By Daniel Rose
Celebrities abound today, with their huge audiences, great wealth and attention-attracting stunts that exhilarate their devoted fans. Everyone knows, for example, of the Kardashians, of Kanye West, and of so many others of their ilk.
Role models for our children, however, are in short supply today. We have largely forgotten the historical examples—of character and competence, of public-spiritedness and devotion to the public good—reflected by genuine heroes and heroines of the past. Meaningful and productive lives, with careers that are satisfying and fulfilling for the participants and beneficial for society, are the goals we should strive for…but we are not.
‘Historical amnesia’ may be said to be a characteristic of our times; but during Black History Month the authentic giants of America’s past must be recalled, for what they can teach us of value for today.
Yes, a few are widely remembered. Rev. Martin Luther King Jr. and former President Barack Obama pretty much exhaust the list of those who usually spring to mind, while few know much, for example, of W.E.B. Du Bois (1868-1963), one of the all-time greatest African Americans in US history. Largely forgotten are that the brilliant and dynamic Du Bois was Harvard’s first African American Ph.D., that he was a founder of the NAACP and longtime editor of its formidable journal The Crisis, that he was a world-class scholar and author (The Souls of Black Folk) and the nation’s chief advocate for full equal rights and opportunities for African Americans, as well as an end to lynching, Jim Crow laws and discrimination against African Americans in education at all levels.
An internationally idolized figure, Du Bois was invited to Ghana by President Kwame Nkrumah to create an Encyclopedia Africana, and he died in Accra, Ghana on August 27, 1963. The following day, at the celebrated March on Washington, the three hundred thousand marchers observed a moment of silence in his honor. This very month (March, 2024) New York’s Mellon Foundation awarded a $5 million grant toward the building in Accra, Ghana of a proposed $20 million W.E.B. Du Bois Historical Museum in his honor, to preserve his mortal remains, his extensive library and his voluminous personal papers. (Others, too, may wish to contribute, at www.webdbmf.org).

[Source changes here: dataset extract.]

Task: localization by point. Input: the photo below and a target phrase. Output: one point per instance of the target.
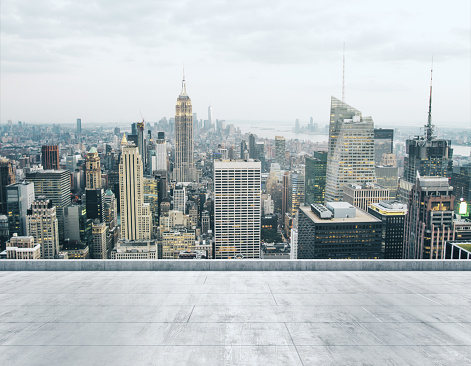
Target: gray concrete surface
(235, 265)
(235, 318)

Frederick Douglass (1818-1895), another giant in African American history, was born a slave in 1818, escaped to freedom and went on to become the most important and influential leader in the 19th century in America’s movement for civil rights. He was an internationally revered figure, and at Douglass’s death, U.S. Senators and Supreme Court Justices were his pallbearers.
Thurgood Marshall (1908-1993), the nation’s first African American U.S. Supreme Court Justice, is another role model to be venerated. As a civil rights attorney in private practice before he became a Justice, he argued – and won – 29 civil rights cases before the Supreme Court, including the 1954 decision of Brown vs the Board of education, repealing the ‘separate but equal’ decision that had previously permitted legally segregated public schools.
George Washington Carver (1864-1943), the African American agricultural scientist whose profound work on crop rotation, cotton and peanut farming and soil depletion revolutionized American agriculture, led Time Magazine to call him “the Black Leonardo da Vinci”; and he was widely regarded as among America’s great scientific minds.
Rosa Parks (1913-2003), the leading heroine, was celebrated for her pivotal role in leading the Montgomery, Alabama bus boycott, which led to the legal decision in 1956 that made bus segregation illegal. Marion Anderson (1897-1993), a world-renowned contralto, fought successfully against the DAR (Daughters of the American Revolution) and the Ku Klux Klan for African American participation in American musical institutions, and she was the first African American singer to perform at the Metropolitan Opera.
Shirley Chisholm (1924-2005) was the first African American woman to be elected (in 1968) to the U.S. Congress. Gwendolyn Brooks (1917-2000) was the first African American author to win a Pulitzer Prize (1950). Jane Bolin (1908-2007) was the first African American woman to attend Yale Law School, and also the first to become a judge. Internationally acclaimed soprano Leontyne Price (born 1927) was the first African American singer to achieve an international reputation in opera.
Ralph Bunche (1904-1971), the first person of color to be a Nobel Prize winner, was awarded the Nobel Peace Prize in 1950 for his successful mediation efforts in the Middle East in achieving a cease-fire agreement between Egypt and Israel. Colin Powell (1937-2021), U.S. Secretary of State and Chairman of the Joint Chiefs of Staff, was widely admired as one of America’s most outstanding public figures.
Looking forward, not backward, young people can contemplate an African American U.S. President and a Vice President, Nobel Prize winners, billionaire business leaders, Supreme Court Justices, admirals, generals, astronauts, college presidents and prominent figures in all fields. All doors are open, as we strive increasingly to become a society in which each child can aspire to achieve one’s full human potential.
Can each of us try our best to live so as to inspire others?